If all men divest themselves of the narrow prejudices of party, we presume there would be but one opinion in reference to the honesty of Present Lincoln's views as expressed in his recent message. They might — and, no doubt, would — still differ in reference to the wisdom of its recommendations, and the practicability of carrying them into effect; but as to the honest and patriotic purposes of the man who makes these recommendations, there can be no diversity of belief. But, however desirable such a state of society would be, especially at some momentous a crisis in our national affairs as this, it would, perhaps, be absurd to anticipate either fairness or candor form political opponents in the treatment of questions, on the proper issues to which depend our national existence. And yet, for the sake of the country and the tremendous issues involved, we will hope that patriots, regardless of name of political association and prejudices will come to the consideration of these momentous questions in the spirit demanded by patriotism and earnest humanity.

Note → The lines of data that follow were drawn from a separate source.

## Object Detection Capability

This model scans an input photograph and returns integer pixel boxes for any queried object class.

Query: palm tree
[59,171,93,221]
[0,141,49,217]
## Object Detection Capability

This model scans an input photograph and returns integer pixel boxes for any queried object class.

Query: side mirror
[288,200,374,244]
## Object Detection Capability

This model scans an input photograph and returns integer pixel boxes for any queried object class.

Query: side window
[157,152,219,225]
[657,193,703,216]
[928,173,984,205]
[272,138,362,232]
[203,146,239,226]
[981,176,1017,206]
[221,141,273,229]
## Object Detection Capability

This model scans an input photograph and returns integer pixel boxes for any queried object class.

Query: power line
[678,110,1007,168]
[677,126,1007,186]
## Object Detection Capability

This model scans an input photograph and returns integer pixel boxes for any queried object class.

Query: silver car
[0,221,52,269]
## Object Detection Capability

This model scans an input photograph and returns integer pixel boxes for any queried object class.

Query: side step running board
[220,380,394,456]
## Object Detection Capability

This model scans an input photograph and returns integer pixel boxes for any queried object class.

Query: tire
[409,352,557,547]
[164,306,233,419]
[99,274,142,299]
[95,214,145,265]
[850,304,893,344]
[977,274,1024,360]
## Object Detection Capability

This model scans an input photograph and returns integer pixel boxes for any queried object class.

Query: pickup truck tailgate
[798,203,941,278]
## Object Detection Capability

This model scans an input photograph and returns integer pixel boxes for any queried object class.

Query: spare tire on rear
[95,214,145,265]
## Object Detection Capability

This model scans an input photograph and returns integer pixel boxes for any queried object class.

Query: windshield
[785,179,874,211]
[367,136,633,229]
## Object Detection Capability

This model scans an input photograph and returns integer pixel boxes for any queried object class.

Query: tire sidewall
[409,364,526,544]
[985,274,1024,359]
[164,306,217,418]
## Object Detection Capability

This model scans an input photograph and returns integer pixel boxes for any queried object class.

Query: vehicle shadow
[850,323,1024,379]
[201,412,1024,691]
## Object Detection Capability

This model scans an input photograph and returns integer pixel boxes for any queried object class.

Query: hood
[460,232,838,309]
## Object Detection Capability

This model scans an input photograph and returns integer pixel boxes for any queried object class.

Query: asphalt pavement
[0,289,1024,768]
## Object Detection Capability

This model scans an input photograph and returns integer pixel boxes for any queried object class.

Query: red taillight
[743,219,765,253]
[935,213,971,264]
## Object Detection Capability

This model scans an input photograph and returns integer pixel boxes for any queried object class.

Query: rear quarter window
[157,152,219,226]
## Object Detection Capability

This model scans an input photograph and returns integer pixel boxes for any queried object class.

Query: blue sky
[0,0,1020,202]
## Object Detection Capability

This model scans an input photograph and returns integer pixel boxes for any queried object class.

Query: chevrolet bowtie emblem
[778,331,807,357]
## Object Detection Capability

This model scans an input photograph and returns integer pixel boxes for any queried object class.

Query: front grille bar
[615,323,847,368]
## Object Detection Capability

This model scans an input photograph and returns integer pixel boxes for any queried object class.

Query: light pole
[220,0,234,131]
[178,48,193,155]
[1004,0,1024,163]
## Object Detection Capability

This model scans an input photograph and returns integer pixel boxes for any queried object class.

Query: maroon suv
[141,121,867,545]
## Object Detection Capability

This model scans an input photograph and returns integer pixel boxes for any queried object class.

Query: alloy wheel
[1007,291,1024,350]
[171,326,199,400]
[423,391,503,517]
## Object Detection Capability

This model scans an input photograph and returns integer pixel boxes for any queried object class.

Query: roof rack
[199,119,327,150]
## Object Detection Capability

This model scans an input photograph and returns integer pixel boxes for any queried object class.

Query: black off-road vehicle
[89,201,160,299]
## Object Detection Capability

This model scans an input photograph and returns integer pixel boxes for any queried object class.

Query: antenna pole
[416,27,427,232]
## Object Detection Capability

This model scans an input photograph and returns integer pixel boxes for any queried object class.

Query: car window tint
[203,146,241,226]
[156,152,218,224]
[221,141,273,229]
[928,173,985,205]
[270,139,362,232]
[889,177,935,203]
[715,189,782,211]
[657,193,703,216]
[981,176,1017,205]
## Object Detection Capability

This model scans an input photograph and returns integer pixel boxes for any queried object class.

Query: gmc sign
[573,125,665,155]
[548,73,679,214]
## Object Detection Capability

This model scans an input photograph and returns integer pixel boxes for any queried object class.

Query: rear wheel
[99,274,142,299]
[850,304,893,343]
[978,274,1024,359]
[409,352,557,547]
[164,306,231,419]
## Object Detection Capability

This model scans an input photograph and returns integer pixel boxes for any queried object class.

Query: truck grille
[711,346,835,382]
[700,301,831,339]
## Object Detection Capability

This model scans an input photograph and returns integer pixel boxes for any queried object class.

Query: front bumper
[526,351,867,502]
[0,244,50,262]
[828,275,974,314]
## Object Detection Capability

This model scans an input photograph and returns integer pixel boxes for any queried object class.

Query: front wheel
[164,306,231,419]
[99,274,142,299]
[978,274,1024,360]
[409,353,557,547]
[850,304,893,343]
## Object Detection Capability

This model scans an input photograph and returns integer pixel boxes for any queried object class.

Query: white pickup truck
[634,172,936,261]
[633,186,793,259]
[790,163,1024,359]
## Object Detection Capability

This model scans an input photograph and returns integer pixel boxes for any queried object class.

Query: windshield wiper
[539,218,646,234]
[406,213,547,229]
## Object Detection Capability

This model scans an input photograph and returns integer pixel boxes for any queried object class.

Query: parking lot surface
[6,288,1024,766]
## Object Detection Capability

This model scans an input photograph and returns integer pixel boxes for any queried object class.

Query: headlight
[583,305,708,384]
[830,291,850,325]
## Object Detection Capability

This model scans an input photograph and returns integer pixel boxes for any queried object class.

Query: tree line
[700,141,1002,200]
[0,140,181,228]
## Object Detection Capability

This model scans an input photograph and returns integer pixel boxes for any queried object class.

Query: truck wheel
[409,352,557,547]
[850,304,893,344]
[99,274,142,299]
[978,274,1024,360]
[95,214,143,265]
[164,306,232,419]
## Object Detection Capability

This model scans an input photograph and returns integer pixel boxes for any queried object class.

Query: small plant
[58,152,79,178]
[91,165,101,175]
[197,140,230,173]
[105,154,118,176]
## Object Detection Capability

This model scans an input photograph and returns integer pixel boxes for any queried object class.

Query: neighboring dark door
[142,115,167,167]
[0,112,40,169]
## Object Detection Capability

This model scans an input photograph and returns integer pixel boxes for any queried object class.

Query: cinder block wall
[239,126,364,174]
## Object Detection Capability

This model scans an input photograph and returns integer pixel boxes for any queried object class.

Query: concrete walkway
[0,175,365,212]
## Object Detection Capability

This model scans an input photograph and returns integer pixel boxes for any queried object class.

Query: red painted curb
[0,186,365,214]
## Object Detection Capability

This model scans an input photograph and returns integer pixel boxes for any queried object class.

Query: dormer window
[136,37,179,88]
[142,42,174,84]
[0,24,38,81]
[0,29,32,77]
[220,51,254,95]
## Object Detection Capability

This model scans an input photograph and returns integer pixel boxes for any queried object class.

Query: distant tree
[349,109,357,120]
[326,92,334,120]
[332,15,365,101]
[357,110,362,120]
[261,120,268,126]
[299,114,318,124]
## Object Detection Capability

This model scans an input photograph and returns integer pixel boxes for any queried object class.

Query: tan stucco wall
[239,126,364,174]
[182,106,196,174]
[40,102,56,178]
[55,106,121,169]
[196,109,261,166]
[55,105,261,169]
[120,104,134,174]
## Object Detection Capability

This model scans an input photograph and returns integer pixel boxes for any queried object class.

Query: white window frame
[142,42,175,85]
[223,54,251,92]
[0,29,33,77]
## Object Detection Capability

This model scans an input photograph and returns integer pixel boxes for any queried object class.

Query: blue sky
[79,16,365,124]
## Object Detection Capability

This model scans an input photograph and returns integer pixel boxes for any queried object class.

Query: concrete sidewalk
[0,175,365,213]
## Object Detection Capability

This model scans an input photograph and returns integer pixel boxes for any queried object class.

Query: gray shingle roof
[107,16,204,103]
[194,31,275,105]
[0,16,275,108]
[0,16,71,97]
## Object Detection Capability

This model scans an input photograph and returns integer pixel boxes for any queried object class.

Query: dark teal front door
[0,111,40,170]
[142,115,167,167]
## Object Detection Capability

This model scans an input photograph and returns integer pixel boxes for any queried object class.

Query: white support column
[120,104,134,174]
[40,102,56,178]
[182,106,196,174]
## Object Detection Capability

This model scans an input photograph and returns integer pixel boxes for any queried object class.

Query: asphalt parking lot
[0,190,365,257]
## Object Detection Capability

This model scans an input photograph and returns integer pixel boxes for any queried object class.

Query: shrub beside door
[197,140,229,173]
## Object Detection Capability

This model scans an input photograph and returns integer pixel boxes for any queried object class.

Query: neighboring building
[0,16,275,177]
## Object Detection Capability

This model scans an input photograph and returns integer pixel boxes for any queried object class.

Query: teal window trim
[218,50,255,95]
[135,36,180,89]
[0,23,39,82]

Though narrow and mercenary partisans have already assailed the Message as a "wretched attempt at sophistry and hood-winking," to an unprejudiced mind, no fact will appear more prominent than that it is the frank, manly and honest utterance of a man thoroughly imbued with a conviction of the vast responsibilities resting upon him, and influenced by a sincere desire to discharge his duty with fidelity to his country and to posterity. "In times like the present, " says Mr. Lincoln, "men should utter nothing for which they would not willingly be responsible through time and eternity." This is the great central idea of the message. It is the thought which pervades and permeates the whole.
In Mr. Lincoln's strongly individualized mind, there is no characteristics more strongly marked than a frank, earnest contempt for all sophistry, and a moral courage which carries him to logical results regardless of prejudices and preconceived opinions. No man, not filled with partisan prejudice, who has ever heard him in debate, can have failed to remark his generous liberality to his opponent, conceding all that the most exacting could demand, and often, in the opinion of friends, unjustly and unnecessarily weakening his own cause. And yet, the clearness and completeness with which he strips off the sophistries and disguises of his opponent, and makes the truth stand out in clean and unmistakable colors, is at once a proof of the honesty of the man and the completeness of his clear and inexorable logic.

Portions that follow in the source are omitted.